My response is a smile and a shrug because that’s what she’s like — and i’m very fond of her indeed. With all faults — as the antique dealers say. And maybe we should think of old friendship­s as like rare old china — valued even with chips and cracks.

it must have been so frightenin­g to have that health scare, and i completely understand how sad you felt that those distant friends didn’t respond to you as you did to them. All i can suggest is that you try to be philosophi­cal about it because to complain to them would be too needy — and potentiall­y destructiv­e. Don’t think of them as ‘ bad friends’, just people caught up in their own lives.

so yes, i think you should continue to send cards because doing so honours the shared past.

Yet there’s more going on within this letter. First, it bothers me that you have so readily accepted that you don’t make friends easily. have you ever asked yourself why? Do you find it hard to ask people questions about themselves? You will never make friends if you are closed off and perhaps a little incurious. But is the real problem this relocation that you so hate? i’m afraid your sweeping generalisa­tion about resentful suffolk dwellers simply does not ring true.
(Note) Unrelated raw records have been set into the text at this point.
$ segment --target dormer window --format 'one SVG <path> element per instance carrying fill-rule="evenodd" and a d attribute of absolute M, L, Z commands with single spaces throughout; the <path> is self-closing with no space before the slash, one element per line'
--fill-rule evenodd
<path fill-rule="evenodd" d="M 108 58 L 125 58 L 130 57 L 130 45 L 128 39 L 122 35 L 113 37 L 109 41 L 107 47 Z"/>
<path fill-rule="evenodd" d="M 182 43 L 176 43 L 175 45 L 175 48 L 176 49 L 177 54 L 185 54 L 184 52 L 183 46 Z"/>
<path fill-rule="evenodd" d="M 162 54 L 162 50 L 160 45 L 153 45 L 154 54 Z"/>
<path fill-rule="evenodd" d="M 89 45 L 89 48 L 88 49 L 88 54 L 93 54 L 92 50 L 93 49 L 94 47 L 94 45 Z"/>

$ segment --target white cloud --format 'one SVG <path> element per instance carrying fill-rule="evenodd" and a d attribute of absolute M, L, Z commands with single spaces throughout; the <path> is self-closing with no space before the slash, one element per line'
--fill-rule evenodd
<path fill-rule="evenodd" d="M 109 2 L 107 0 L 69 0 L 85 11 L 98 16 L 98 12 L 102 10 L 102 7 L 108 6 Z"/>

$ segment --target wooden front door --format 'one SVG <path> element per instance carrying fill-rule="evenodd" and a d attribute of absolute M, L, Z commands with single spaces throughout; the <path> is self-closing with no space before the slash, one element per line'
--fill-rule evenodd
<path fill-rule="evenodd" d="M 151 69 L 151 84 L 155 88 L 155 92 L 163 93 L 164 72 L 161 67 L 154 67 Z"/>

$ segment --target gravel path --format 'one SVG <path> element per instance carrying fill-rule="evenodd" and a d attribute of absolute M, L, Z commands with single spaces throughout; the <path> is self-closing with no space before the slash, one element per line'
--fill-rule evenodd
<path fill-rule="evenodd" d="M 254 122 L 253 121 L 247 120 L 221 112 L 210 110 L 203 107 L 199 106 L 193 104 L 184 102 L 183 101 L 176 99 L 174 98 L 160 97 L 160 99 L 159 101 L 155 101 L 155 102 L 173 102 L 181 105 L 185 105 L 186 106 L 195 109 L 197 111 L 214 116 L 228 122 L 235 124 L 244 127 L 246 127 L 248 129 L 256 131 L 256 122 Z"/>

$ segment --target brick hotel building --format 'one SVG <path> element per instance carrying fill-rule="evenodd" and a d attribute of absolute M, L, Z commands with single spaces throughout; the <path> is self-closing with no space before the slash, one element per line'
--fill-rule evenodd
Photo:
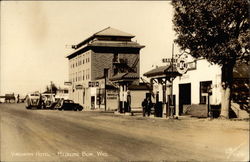
<path fill-rule="evenodd" d="M 139 85 L 140 50 L 134 35 L 108 27 L 86 38 L 67 56 L 69 61 L 69 98 L 85 109 L 118 107 L 118 88 L 110 78 L 127 76 Z M 106 100 L 105 100 L 106 98 Z M 105 102 L 106 101 L 106 102 Z"/>

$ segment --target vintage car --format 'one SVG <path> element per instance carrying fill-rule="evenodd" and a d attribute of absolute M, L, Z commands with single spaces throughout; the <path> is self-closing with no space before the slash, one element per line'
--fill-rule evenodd
<path fill-rule="evenodd" d="M 55 106 L 56 109 L 58 110 L 74 110 L 74 111 L 82 111 L 83 107 L 78 104 L 78 103 L 74 103 L 74 101 L 72 100 L 64 100 L 61 99 L 57 105 Z"/>
<path fill-rule="evenodd" d="M 40 93 L 29 93 L 25 97 L 26 109 L 41 108 L 41 94 Z"/>
<path fill-rule="evenodd" d="M 57 104 L 55 94 L 53 93 L 42 93 L 42 105 L 43 108 L 53 109 Z"/>

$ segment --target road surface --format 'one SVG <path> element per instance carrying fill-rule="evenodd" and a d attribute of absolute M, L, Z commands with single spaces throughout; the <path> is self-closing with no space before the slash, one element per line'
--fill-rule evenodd
<path fill-rule="evenodd" d="M 1 161 L 249 160 L 248 121 L 167 120 L 0 104 Z"/>

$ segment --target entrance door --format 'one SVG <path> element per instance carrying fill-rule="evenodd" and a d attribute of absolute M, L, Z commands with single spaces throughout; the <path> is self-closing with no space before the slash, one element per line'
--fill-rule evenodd
<path fill-rule="evenodd" d="M 191 104 L 191 83 L 179 84 L 179 115 L 183 114 L 183 105 Z"/>

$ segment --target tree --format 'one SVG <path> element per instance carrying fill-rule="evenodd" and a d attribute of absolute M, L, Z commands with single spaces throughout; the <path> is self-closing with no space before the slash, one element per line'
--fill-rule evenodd
<path fill-rule="evenodd" d="M 175 42 L 194 58 L 222 69 L 222 118 L 229 117 L 233 68 L 249 61 L 248 0 L 173 0 Z"/>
People often act as a mirror to who we are ourselves — so that friendly folk will probably find others friendly, and so on. You may not like the fact that i’m saying this, but i believe you have to help yourself. You hate where you live and dislike the people, so what kind of face do you turn to the world? Think about it.
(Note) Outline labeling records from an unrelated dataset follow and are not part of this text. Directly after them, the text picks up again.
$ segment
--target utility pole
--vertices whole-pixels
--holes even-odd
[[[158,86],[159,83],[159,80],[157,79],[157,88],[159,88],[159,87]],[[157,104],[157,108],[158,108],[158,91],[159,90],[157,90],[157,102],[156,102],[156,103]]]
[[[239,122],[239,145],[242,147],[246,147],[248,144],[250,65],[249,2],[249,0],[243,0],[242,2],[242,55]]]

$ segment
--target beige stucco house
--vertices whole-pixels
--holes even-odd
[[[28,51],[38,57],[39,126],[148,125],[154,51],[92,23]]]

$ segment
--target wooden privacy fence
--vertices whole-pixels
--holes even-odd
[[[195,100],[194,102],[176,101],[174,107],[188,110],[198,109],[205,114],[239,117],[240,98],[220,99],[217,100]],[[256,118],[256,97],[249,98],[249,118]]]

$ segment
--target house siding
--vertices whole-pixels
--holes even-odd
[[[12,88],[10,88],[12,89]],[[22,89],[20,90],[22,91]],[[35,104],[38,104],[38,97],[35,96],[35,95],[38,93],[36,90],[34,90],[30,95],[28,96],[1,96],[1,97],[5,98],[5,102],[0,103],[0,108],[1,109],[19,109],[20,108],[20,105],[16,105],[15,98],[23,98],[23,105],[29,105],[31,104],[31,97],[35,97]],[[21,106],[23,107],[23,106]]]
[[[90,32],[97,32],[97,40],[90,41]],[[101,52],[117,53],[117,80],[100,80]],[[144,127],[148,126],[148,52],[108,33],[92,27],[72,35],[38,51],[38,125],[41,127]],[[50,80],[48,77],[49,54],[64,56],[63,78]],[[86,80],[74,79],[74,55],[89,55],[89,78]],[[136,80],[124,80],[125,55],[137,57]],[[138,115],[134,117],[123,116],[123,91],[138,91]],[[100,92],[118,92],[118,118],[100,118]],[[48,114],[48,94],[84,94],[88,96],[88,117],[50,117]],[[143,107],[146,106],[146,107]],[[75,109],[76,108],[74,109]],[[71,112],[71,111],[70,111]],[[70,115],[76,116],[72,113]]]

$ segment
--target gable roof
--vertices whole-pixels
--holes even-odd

On the subject of resentment, you are unhappy at home, too. is this the real issue here? You tell me that your scare was ‘nothing more serious’ than a blocked duct, but then complain that your husband didn’t treat you like a real invalid.

There’s something illogical there, and it suggests you have always wished that he would help more. Like many married couples, you settled into roles. But if you are to grow older together in harmony then give and take is absolutely essential.

if i were you i’d cut the ironing down to the bare minimum (the younger generation never irons) and ask him to help with other chores — bearing in mind that he’s not in the best of health. Tell him gently that you have to take care of each other.

i worry that you are locking yourself into discontent­ment because you dislike suffolk and are perhaps suddenly aware that none of us lives for ever. Casting off your old friends won’t help.

Now you must make a conscious effort to examine the life you have and vow to make it better. Tell yourself you can and will make new friends, while keeping in touch with the old.